How can I accurately sketch a complex graph with functions like 2x-⅜+¾e^-2x?

[Kajan thana]

Hi guys,

I need some help on sketching graph complex functions such as ( 2x-⅜+¾e^-2x).
Can someone please help me on sketching a graph like the one that I mentioned above. Is there any useful videos or website I can use. And please let me know if there are any good tips to get accurate graph.

I know the basics such find the y and x intercepts and the turning points. How would I able to recognise the general shape and if there is any asymptotes.

Thank you so much.

 

[FactChecker]

In examples like yours, look for divisions by zero and exponents of negative numbers, where the function would be undefined. The function may be asymptotic as x approaches those places. In general, you may be able to piece together the behavior of simple parts and terms of the equation (exponentials, periodic trig functions, low order polynomials, etc.)

There is a limit of what you can do without plugging in numbers. If you want any accuracy at all, you will ultimately have to plug in numbers.

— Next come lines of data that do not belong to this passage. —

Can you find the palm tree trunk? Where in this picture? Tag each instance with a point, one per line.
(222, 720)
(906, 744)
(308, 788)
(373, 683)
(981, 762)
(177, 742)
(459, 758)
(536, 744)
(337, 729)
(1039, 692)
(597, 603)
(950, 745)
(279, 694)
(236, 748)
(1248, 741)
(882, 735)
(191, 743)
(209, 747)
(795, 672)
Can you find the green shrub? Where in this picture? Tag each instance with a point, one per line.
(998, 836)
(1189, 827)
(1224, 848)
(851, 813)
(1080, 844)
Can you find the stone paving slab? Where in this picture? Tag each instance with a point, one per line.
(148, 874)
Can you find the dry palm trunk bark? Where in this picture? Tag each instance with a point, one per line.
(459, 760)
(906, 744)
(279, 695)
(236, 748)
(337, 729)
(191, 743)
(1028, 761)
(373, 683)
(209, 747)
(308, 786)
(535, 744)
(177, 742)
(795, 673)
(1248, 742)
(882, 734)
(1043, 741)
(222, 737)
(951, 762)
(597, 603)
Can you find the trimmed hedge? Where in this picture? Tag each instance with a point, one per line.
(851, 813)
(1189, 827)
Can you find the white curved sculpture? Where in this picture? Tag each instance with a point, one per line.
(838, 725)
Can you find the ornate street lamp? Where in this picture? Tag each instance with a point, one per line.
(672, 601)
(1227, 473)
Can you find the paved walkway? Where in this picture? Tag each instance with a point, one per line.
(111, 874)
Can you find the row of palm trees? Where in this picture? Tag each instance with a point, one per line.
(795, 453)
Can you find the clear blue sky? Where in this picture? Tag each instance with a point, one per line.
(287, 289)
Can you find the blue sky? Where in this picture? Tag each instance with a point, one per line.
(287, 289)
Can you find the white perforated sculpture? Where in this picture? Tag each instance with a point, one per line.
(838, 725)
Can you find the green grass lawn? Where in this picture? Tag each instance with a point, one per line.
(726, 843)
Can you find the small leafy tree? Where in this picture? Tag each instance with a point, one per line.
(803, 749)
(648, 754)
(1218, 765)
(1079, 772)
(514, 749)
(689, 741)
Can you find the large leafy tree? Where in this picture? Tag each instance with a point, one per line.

EDIT: changed "negative exponents" to "exponents of negative numbers"

 

[Kajan thana]

In examples like yours, look for divisions by zero and negative exponents, where the function would be undefined. The function may be asymptotic as x approaches those places. In general, you may be able to piece together the behavior of simple parts and terms of the equation (exponentials, periodic trig functions, low order polynomials, etc.)

There is a limit of what you can do without plugging in numbers. If you want any accuracy at all, you will ultimately have to plug in numbers.

So for the example above,( 2x-⅜+¾e^-2x), there is no asymptotes, am I right ?

 

[mfb]

$2x-\frac 3 8 + \frac 3 4 e^{-2x}$? If that is the correct interpretation, it doesn't have vertical asymptotes.

 

[Kajan thana]

$2x-\frac 3 8 + \frac 3 4 e^{-2x}$? If that is the correct interpretation, it doesn't have vertical asymptotes.

but if the value of x increase then e^-2x eventually be zero, but the ( 2x-3/8) will be there still[/QUOTE]

 

[mfb]

2x - 3/8 is a linear function, it does not have vertical asymptotes. It has a different asymptote, sure.

 

[Kajan thana]

2x - 3/8 is a linear function, it does not have vertical asymptotes. It has a different asymptote, sure.

So how do we determine if a function have a astmptotes

 

[mfb]

There is no general set of rules that works for every function (at least not until you get to Laurent series). Look at its components, see if some things converge to a fixed value, see what happens to the rest.